Linkfest #44: Hallucinopedia, Salmon on Cocaine, and How Phil Collins Accidentally Invented Gated Reverb
Hello there!
Time for "the opposite of doomscrolling” — my latest “Linkfest”, in which I scroll through the endless Borgesian microfiche of the Internet, looking for the finest items of science, culture and technology.
These would make a pretty fun gift. It’d be interesting if someone could build a tool that would let you scan the cover of any album, generate a pixelated version, then tell you the quantity of bricks you’d need and the pattern in which to place them …
“Uncrossy” is a really fun word game. You drag a word sideways (or up and down) so that it forms a new one, at which point it vanishes. The goal is to get all the words to vanish.

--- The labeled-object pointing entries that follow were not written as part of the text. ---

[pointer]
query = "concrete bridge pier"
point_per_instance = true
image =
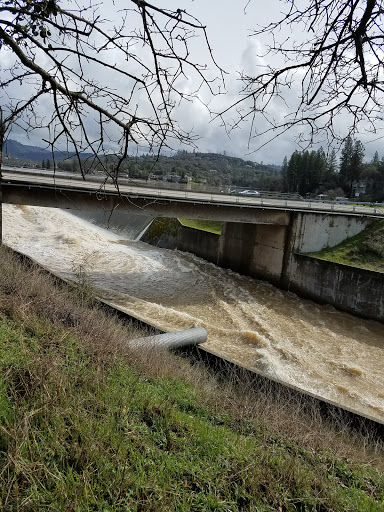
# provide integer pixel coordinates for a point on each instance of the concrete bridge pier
(256, 250)
(267, 251)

There are a bunch of tricky bits; you can’t move a word that’s moored at both ends, for example. So you have to sort of play around and gradually figure out what moves are possible. This experimental quality means you rarely get stuck, which gives the game a nice casual feel.
I've been a puzzle designer for over 2 decades, making games like Cogs, which launched in 2009. I love games with simple rules and complex behavior that make you say, "I should have thought of that!"

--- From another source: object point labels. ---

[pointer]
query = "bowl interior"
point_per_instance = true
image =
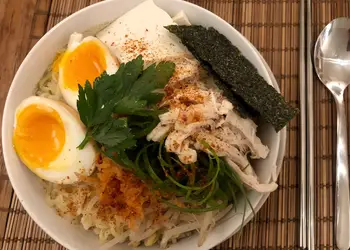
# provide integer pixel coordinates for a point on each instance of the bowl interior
(27, 186)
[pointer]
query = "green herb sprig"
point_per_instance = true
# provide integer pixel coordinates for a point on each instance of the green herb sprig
(115, 106)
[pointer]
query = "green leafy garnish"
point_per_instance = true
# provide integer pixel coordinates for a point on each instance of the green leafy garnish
(110, 107)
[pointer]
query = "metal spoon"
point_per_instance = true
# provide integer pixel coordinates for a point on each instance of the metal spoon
(332, 64)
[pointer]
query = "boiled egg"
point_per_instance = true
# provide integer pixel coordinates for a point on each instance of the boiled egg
(46, 136)
(84, 60)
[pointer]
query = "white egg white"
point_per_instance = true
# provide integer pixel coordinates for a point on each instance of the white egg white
(76, 39)
(71, 161)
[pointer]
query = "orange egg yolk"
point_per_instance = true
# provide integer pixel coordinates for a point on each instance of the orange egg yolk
(39, 135)
(84, 63)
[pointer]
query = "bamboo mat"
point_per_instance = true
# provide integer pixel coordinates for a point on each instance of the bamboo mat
(325, 130)
(273, 27)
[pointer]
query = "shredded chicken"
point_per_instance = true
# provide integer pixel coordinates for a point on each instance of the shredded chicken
(200, 113)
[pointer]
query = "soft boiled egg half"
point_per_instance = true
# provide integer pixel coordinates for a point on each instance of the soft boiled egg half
(46, 136)
(84, 60)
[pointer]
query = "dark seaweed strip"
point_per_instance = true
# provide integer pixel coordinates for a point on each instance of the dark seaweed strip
(240, 105)
(236, 72)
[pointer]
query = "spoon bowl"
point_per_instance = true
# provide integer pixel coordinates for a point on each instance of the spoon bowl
(332, 65)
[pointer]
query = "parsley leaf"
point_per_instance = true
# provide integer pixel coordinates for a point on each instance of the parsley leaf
(110, 106)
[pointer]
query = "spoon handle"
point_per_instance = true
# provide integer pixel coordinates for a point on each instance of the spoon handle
(342, 179)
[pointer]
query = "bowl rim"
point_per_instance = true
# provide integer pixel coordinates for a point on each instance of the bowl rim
(281, 135)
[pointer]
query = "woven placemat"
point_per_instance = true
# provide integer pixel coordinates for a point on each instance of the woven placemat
(273, 27)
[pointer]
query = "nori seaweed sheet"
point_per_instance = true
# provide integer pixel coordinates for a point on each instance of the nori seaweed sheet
(244, 110)
(236, 72)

The tricky thing about Uncrossy is not the rules of play but how the puzzles are designed. I basically need to design puzzles in reverse and have built a set of tools to help me with that.
3) 🥁 How Phil Collins accidentally invented “gated reverb”, the sound of 80s drumming
When Phil Collins was in the studio drumming on Peter Gabriel’s third album, the recording engineer inadvertently left the talkback microphone on. The talkback microphone had heavy compression, and it accidentally produced a fascinating new type of reverb.

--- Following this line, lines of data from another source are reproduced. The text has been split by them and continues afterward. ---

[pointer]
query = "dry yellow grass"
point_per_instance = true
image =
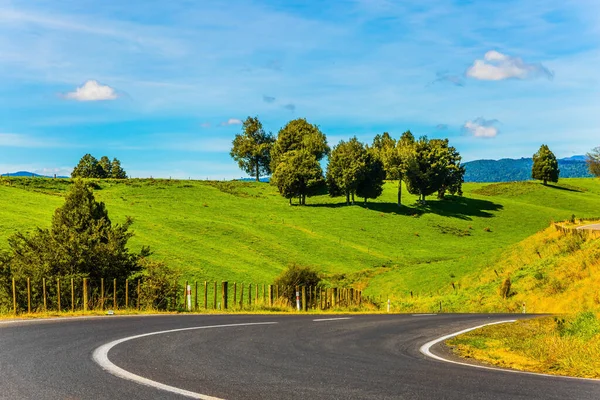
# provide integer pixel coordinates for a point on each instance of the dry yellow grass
(533, 345)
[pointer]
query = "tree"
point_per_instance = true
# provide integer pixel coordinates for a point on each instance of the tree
(346, 168)
(81, 242)
(593, 161)
(298, 175)
(293, 276)
(106, 166)
(298, 134)
(252, 148)
(426, 168)
(88, 167)
(299, 146)
(371, 184)
(545, 166)
(394, 153)
(455, 172)
(116, 171)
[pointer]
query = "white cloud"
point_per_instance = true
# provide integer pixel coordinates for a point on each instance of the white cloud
(232, 121)
(496, 66)
(480, 127)
(92, 91)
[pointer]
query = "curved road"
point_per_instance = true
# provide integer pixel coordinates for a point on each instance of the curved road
(295, 357)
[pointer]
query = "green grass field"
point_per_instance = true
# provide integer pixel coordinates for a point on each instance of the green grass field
(246, 232)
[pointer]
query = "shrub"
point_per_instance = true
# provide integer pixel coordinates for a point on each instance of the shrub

Normally, the reverb on a drum hit is intense at first, then slowly fades away. But in the Phil Collins drum session, the accidental reverb behaved differently. It had a nice, loud, booming reverb for a moment — then the reverb abruptly stopped. This created a very cool new type of drum sound. It was boomy and huge, but wasn’t messy, because the reverb for each drum hit ended before the next drum hit.
They dubbed it “gated reverb”: The reverb starts going, but you quickly slam the gate down and stop it. And it’s a very weird, artificial sound! Reverb doesn’t behave like this in the real world.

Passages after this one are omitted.